Years later, I was also hit upon by another woman who was married to an active life-long alcoholic, and my (internal) rescuer convinced me that I was helping her out of a bad situation, only to learn that our relationship, based as it was on her need for support and my need to be the rescuer, was doomed from the start.
So, I have first-hand experience that alcohol is an extremely disruptive, if not deadly drug, albeit legal, and the source of billions of tax dollars for all of the jurisdictions in which it is sold.
Those who abuse alcohol can be, and often are, the most charming and genial of people, often extremely clever, creative and positive, so long as they are not under the influence of the chemical. Yet, because of their dependence on alcohol, they are also extremely dangerous, to the point they will use whatever story they can concoct to induce support for their dependency, including their own conscious denial of their dependency.
I have known teachers, lawyers, doctors, clergy, social workers, and university professors whose dependency on alcohol seriously impaired their capacity to perform their professional duties, yet, somehow, they seemed immune to discipline, because often their supervisors either did not want to know, or refused to act upon the knowledge.
Once, while consulting with a company, for the purpose of developing a leadership team, I was informed, directly, that two of the members of the team (of five) were active alcoholics. They were both obstructing the performance of the company in serious ways. I informed the CEO of the situation, only to learn that that was not a piece of information to which he was open and receptive.
"Here is you cheque, now get off the property!" was his response.
I learned, through considerable pain, that confronting the alcoholic is never easy, or even likely to result in a happy outcome.
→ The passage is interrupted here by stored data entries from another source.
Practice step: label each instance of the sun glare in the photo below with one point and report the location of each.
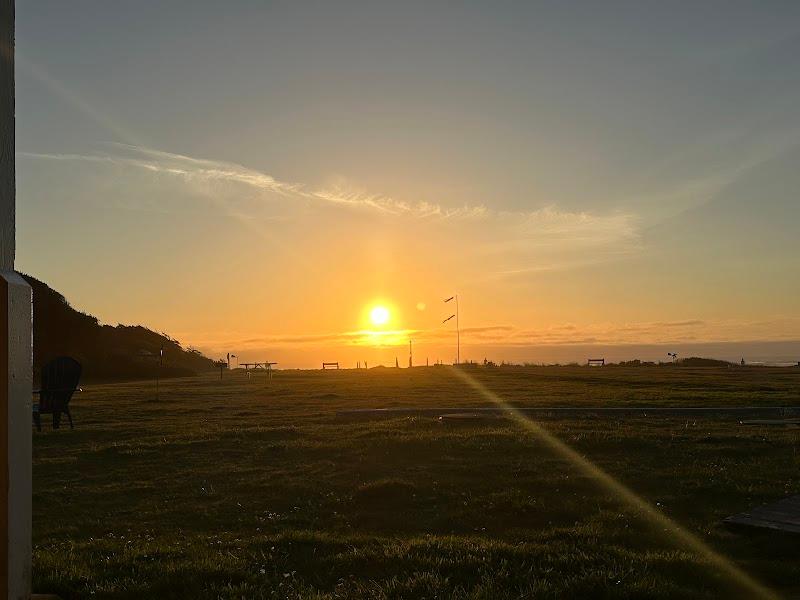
(379, 315)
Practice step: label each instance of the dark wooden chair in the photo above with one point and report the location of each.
(60, 379)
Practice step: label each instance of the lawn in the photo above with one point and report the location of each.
(247, 489)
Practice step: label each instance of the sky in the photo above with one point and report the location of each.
(255, 177)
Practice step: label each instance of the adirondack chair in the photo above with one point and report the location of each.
(60, 379)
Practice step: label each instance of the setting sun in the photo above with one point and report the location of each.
(379, 315)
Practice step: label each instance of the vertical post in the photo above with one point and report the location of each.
(15, 353)
(458, 336)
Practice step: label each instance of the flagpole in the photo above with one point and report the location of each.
(458, 336)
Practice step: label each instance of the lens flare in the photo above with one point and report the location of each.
(676, 533)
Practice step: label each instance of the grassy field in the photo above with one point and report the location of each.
(243, 489)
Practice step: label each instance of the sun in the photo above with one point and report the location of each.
(379, 315)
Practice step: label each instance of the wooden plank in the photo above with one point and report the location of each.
(783, 515)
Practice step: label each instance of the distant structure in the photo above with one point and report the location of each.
(222, 364)
(266, 366)
(458, 327)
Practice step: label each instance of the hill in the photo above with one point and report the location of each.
(107, 353)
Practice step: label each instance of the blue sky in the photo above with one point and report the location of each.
(641, 154)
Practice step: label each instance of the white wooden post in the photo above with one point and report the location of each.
(15, 353)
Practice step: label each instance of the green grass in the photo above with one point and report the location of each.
(239, 489)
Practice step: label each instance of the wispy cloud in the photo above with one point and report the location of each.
(548, 220)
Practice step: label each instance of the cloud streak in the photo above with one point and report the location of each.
(548, 222)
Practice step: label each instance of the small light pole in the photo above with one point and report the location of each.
(458, 328)
(158, 370)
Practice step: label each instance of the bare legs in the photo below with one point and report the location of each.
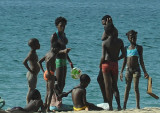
(101, 84)
(136, 89)
(108, 88)
(28, 94)
(61, 77)
(115, 90)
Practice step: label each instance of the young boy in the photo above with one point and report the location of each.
(34, 68)
(50, 58)
(61, 64)
(79, 95)
(133, 57)
(111, 48)
(34, 104)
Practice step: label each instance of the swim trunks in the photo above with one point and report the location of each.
(45, 73)
(109, 66)
(32, 80)
(130, 73)
(60, 63)
(79, 109)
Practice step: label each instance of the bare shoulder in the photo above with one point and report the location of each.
(54, 36)
(120, 40)
(139, 47)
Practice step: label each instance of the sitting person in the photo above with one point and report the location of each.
(79, 95)
(34, 104)
(56, 102)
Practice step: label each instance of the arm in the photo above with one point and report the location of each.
(40, 104)
(40, 63)
(122, 51)
(103, 54)
(69, 60)
(26, 64)
(142, 62)
(124, 64)
(53, 40)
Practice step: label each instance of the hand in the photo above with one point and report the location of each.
(146, 76)
(121, 76)
(71, 65)
(67, 50)
(32, 72)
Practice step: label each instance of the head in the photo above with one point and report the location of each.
(56, 48)
(106, 19)
(35, 95)
(34, 43)
(132, 36)
(60, 23)
(84, 80)
(109, 28)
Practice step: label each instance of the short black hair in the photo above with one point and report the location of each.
(56, 45)
(35, 94)
(109, 28)
(32, 42)
(131, 32)
(84, 78)
(106, 16)
(60, 19)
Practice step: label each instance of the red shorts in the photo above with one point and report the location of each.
(109, 66)
(45, 73)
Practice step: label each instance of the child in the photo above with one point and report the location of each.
(79, 95)
(134, 55)
(50, 58)
(56, 102)
(61, 65)
(111, 48)
(34, 104)
(33, 69)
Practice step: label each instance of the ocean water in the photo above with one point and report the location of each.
(21, 20)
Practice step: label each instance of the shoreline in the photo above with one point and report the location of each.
(143, 110)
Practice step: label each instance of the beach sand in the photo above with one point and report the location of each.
(144, 110)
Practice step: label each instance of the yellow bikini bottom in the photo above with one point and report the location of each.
(79, 109)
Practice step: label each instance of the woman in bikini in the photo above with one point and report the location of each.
(134, 56)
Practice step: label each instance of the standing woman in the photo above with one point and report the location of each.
(61, 65)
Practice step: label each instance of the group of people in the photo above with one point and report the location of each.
(56, 69)
(133, 59)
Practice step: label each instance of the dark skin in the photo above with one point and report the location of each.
(61, 71)
(111, 48)
(34, 105)
(32, 58)
(50, 58)
(100, 75)
(133, 62)
(79, 98)
(100, 78)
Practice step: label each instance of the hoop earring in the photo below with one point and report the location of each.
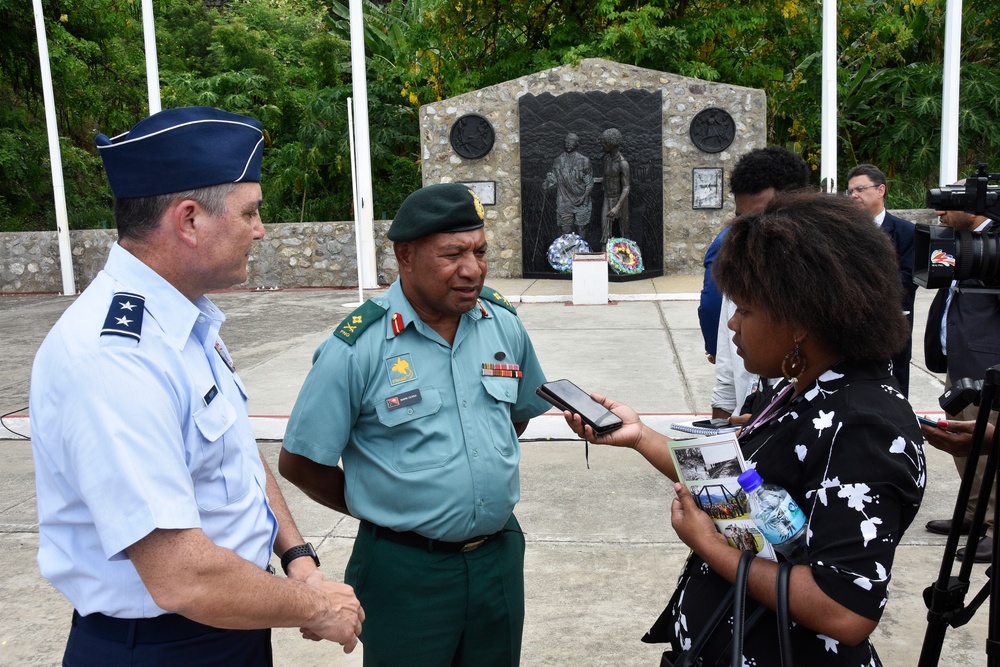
(794, 364)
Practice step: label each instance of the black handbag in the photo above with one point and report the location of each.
(735, 601)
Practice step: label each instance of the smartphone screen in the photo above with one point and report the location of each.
(570, 397)
(712, 423)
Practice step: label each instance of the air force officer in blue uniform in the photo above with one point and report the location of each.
(422, 393)
(157, 515)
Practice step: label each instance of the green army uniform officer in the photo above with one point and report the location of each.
(421, 393)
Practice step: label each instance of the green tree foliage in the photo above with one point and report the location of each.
(288, 63)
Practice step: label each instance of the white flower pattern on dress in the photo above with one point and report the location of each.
(825, 444)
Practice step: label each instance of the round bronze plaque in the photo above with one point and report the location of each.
(713, 129)
(472, 136)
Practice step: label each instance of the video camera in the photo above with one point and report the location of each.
(942, 254)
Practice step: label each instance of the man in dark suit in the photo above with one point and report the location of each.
(968, 344)
(866, 185)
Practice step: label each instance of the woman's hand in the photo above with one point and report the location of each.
(628, 435)
(695, 528)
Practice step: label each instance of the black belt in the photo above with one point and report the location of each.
(156, 630)
(411, 539)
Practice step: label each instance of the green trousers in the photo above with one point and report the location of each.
(433, 609)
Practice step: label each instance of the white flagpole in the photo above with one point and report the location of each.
(363, 205)
(357, 220)
(152, 64)
(55, 155)
(948, 173)
(828, 130)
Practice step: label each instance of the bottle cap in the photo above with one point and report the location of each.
(750, 480)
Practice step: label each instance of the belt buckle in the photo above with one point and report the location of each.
(473, 545)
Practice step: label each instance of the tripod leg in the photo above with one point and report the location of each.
(946, 597)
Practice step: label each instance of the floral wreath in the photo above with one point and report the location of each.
(624, 256)
(562, 249)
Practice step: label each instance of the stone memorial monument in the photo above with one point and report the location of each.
(666, 165)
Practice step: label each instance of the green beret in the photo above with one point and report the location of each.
(435, 209)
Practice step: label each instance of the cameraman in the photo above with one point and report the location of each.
(962, 339)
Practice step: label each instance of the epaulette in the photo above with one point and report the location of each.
(350, 329)
(124, 316)
(496, 297)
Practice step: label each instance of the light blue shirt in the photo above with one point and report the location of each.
(427, 439)
(133, 435)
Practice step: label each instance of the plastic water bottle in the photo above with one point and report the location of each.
(777, 515)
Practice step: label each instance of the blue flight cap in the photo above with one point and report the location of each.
(182, 149)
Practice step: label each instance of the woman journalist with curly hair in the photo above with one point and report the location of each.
(813, 280)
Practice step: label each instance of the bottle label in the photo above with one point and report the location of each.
(783, 522)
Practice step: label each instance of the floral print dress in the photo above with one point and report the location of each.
(850, 453)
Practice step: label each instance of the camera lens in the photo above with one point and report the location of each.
(978, 256)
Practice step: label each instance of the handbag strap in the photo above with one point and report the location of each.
(784, 636)
(739, 606)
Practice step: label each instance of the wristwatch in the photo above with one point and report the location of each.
(298, 552)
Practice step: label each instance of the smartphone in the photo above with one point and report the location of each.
(927, 422)
(712, 423)
(567, 396)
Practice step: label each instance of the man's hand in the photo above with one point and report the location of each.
(955, 437)
(341, 621)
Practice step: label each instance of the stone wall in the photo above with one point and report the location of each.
(686, 231)
(318, 254)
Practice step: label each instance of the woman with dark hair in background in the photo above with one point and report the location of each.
(810, 277)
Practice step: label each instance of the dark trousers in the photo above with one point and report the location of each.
(433, 609)
(166, 641)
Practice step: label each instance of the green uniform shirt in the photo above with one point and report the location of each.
(425, 429)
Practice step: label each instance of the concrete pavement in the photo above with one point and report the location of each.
(601, 559)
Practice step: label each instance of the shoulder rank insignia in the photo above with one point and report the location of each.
(125, 315)
(496, 297)
(350, 329)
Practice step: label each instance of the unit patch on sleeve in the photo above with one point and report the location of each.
(124, 316)
(496, 297)
(350, 329)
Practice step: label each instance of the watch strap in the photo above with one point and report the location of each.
(298, 551)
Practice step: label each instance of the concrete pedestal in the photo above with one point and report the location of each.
(590, 278)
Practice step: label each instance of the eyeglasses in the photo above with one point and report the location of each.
(859, 189)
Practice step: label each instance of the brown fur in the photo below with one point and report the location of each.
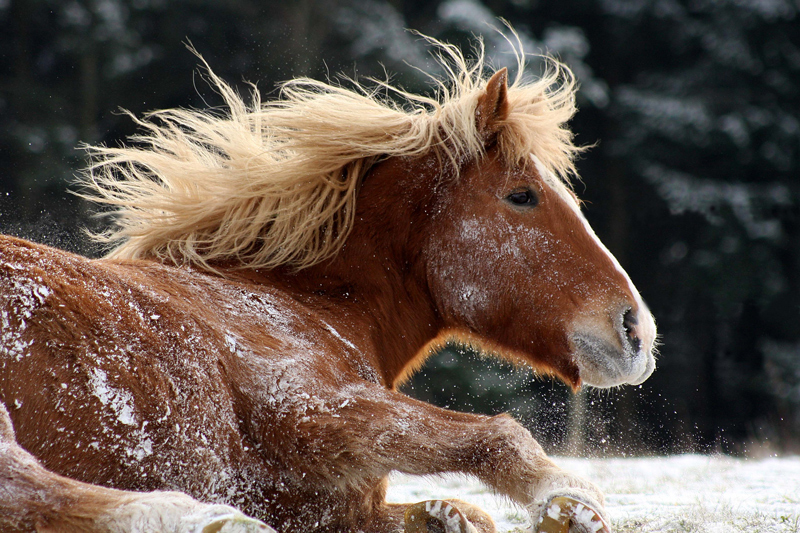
(274, 390)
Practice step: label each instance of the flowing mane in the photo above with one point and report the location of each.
(274, 183)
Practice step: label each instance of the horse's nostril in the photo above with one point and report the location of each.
(629, 322)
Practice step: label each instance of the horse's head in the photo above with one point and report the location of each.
(513, 265)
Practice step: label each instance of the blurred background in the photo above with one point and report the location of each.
(694, 106)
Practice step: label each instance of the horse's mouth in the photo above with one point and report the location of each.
(603, 364)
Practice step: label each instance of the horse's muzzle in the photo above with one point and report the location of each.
(623, 355)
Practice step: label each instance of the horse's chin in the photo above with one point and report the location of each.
(603, 364)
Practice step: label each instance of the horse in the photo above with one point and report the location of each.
(276, 271)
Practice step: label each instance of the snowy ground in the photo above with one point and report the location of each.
(682, 494)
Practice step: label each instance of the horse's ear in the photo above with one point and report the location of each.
(492, 109)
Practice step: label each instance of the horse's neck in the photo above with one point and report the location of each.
(383, 311)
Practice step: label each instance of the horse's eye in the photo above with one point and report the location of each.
(526, 198)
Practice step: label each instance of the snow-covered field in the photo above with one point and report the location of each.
(681, 494)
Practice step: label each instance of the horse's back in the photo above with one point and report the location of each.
(99, 382)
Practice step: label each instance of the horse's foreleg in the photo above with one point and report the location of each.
(398, 433)
(34, 499)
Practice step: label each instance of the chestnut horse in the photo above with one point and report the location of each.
(279, 270)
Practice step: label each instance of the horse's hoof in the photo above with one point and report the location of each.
(564, 514)
(235, 523)
(436, 516)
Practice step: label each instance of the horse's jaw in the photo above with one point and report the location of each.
(607, 358)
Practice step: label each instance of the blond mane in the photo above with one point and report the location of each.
(274, 183)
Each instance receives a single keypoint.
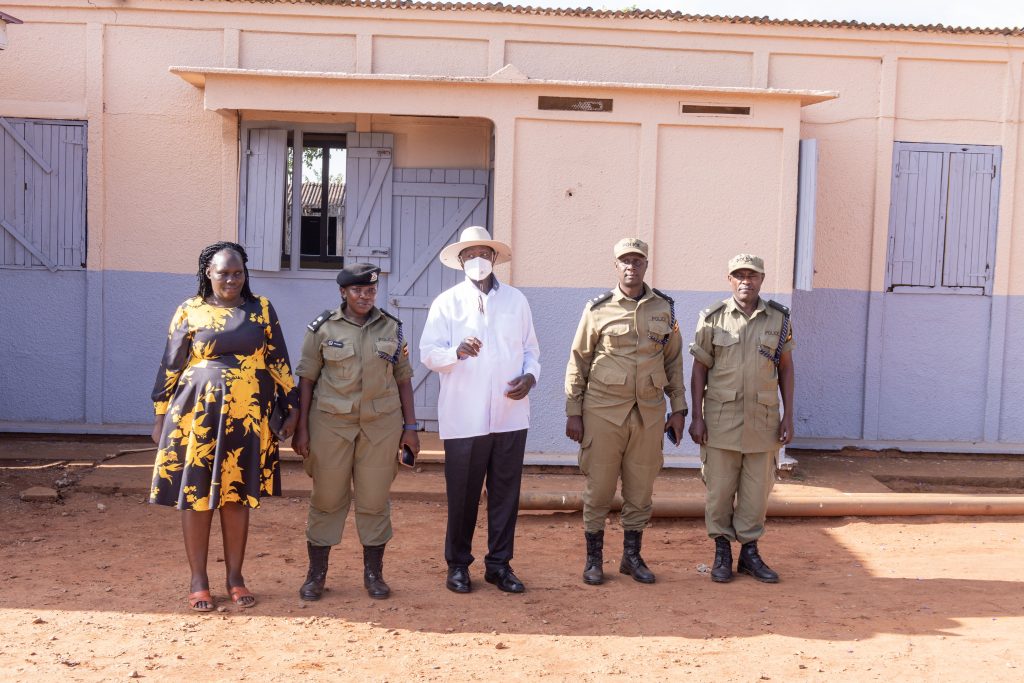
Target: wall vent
(714, 109)
(573, 103)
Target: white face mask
(477, 268)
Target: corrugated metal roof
(311, 198)
(663, 14)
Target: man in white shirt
(479, 339)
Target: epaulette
(601, 298)
(707, 312)
(391, 315)
(779, 307)
(321, 319)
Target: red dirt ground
(93, 589)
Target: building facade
(873, 167)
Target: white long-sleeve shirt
(472, 400)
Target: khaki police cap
(747, 261)
(631, 246)
(357, 273)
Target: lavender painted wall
(42, 337)
(932, 389)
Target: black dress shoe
(505, 580)
(458, 581)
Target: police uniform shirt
(626, 352)
(741, 400)
(355, 370)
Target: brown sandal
(200, 597)
(239, 595)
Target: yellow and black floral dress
(221, 372)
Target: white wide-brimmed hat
(474, 236)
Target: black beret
(357, 273)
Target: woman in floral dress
(224, 367)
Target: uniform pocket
(386, 346)
(334, 406)
(654, 387)
(387, 404)
(717, 401)
(619, 335)
(726, 348)
(605, 375)
(768, 411)
(338, 354)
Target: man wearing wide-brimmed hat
(742, 361)
(479, 339)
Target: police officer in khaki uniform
(355, 411)
(626, 357)
(742, 363)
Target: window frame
(296, 130)
(83, 247)
(946, 148)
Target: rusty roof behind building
(662, 14)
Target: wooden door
(368, 204)
(430, 208)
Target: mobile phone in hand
(670, 433)
(407, 457)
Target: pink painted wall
(162, 164)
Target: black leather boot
(373, 571)
(751, 562)
(593, 573)
(632, 563)
(316, 575)
(721, 571)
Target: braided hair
(206, 257)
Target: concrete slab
(39, 495)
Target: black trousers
(496, 459)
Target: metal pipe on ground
(846, 505)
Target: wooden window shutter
(807, 184)
(971, 218)
(916, 218)
(262, 198)
(42, 199)
(369, 171)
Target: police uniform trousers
(496, 459)
(738, 485)
(631, 451)
(338, 466)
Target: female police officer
(355, 411)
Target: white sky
(999, 13)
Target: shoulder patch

I have watched the Betty Ford Life Story film, in which her family, including the former president of the United States, Gerry Ford, and his children confronted his wife (their mother) about her dependency on both alcohol and prescription drugs. Eventually, after her protest, and her entry into treatment, she established the Betty Ford Clinic where, today, thousands have been successfully treated and lead reasonable lives free of alcohol, in spite of their alcohol addiction.
There are several treatment options for alcoholics, including the most famous, Twelve Step Program, which now operates in many countries. Others differ in their assumptions and in their interventions. However, if there is a single person in any family who is dependent on any substance, it is time for those who love him/her to seek help, for themselves first, and then for the person who is dependent. If you live with a person who is dependent on alcohol, you are not the reason for that dependence. However, you may be enabling that dependence to continue, and perhaps to grow.
Like an unshakeable bear claw, that grabs and refuses to open to let the person go, alcohol is relentless in its capacity to win over the user who has become dependent. One person put it this way, in attempting to explain the allure of alcohol: "I was fairly lonely, seeking acceptance; I was also hurting as an abused sixteen-year-old, when I went to the first party where I had a beer. I knew right then, that here was what I was looking for; it could be depended upon to give me that good feeling every time I drank one, and I just wanted more and more of that feeling so I drank more and more, until it took over my life and the life of the person I thought I loved."